When she became mayor in 2002, Atlanta and its sewer system were habitual and egregious polluters of the Chattahoochee River. Franklin bestowed on herself the non-sexy title of “sewer mayor” and spearheaded a $4 billion infrastructure rebuilding program, most of which was mandated by the federal courts.

But it wasn’t just about sewers. People forget that the program included $1.7 billion for remaking the city’s water system, replacing many pipes that were first laid down in the 1890s.

So when it comes to water, Franklin knows whereof she speaks. Working with her on the Flint project is Rob Hunter, who headed up Atlanta’s water-and-sewer makeover during her administration.

Undermine a community’s infrastructure, and you undermine a community’s political foundation. Franklin outlined the many hurdles, beginning with lost trust. “They feel like they’ve been getting no information, bad information, or lies,” she said.

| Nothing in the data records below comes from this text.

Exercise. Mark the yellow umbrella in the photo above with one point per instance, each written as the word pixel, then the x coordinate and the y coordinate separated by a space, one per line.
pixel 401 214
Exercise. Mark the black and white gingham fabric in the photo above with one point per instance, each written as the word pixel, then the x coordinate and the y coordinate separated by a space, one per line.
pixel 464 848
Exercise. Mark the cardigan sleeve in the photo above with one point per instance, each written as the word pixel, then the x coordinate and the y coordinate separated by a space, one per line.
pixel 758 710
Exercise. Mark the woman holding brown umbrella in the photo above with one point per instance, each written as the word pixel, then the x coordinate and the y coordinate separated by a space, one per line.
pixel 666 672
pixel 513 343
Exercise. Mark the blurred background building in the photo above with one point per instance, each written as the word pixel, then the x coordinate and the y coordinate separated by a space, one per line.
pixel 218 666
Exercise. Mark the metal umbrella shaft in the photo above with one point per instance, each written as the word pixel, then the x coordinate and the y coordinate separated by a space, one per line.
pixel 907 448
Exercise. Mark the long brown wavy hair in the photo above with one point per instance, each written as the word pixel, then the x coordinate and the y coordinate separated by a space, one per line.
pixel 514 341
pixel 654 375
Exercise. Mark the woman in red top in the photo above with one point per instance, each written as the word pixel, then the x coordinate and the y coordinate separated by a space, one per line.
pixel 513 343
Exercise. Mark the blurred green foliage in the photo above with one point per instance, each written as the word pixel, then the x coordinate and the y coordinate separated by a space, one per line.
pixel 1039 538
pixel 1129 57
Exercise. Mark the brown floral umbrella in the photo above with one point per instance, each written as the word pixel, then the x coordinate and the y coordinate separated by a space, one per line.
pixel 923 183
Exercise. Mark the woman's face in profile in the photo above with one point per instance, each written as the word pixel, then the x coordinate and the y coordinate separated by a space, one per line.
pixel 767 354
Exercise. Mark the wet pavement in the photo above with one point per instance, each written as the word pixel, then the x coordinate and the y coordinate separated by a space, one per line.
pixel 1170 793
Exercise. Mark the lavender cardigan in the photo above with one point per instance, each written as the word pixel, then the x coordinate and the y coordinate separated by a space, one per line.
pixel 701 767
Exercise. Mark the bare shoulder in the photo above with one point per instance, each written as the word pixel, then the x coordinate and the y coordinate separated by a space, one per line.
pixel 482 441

This isn’t mere philosophy. This is a broken social contract. Government untruths about water quality have destroyed the finances that underpin the Flint water system. Seventy-seven percent of the 20,000 households in the city aren’t paying their water bills.

“If your water were poisoned and you knew it, and if it was brown and you couldn’t drink it, and if it were ruining your household appliances, you wouldn’t pay your water bill, would you?” Franklin asked.

No. In fact, if someone threatened to cut off your water for nonpayment, you would simply offer a polite thank-you.

The pipes may be the easiest thing to fix, Franklin said. The city’s water plant is back to moving clean product from Lake Huron. The problem appears to be in the lead-lined pipes that bring the water to Flint’s doorsteps. Those need to be replaced, at somewhere between $4,000 and $5,000 a pop. Perhaps it can be done in two or three years.

No, the biggest problem is the lead that now lives in the residents of Flint. Deadly cases of Legionnaires’ disease could result in criminal charges as serious as manslaughter against negligent officials, a special counsel to the attorney general said last week.

Lead has long been identified with serious developmental problems in children. “How long does it take for the families to restore themselves, to manage whatever the damage is? According to the doctors, you work on that for the rest of their lives,” Franklin said. “The need for cash far exceeds anything anyone talks about.”

Flint offers multiple lessons. Infrastructure, the stuff beneath our feet, holds us together. It matters.

Competent government at all levels can be priceless. The city of Flint failed itself, and so was taken over by the state. Then the state failed, too.

This November, we will have a ballot issue in Georgia that would give state government the emergency power to step in and take over failing schools. It is nearly certain to pass. But the mess in Flint underlines the great responsibility that comes with any expansion of power.

Hold yourself out as the rescuer, and your moral responsibility increases a thousandfold.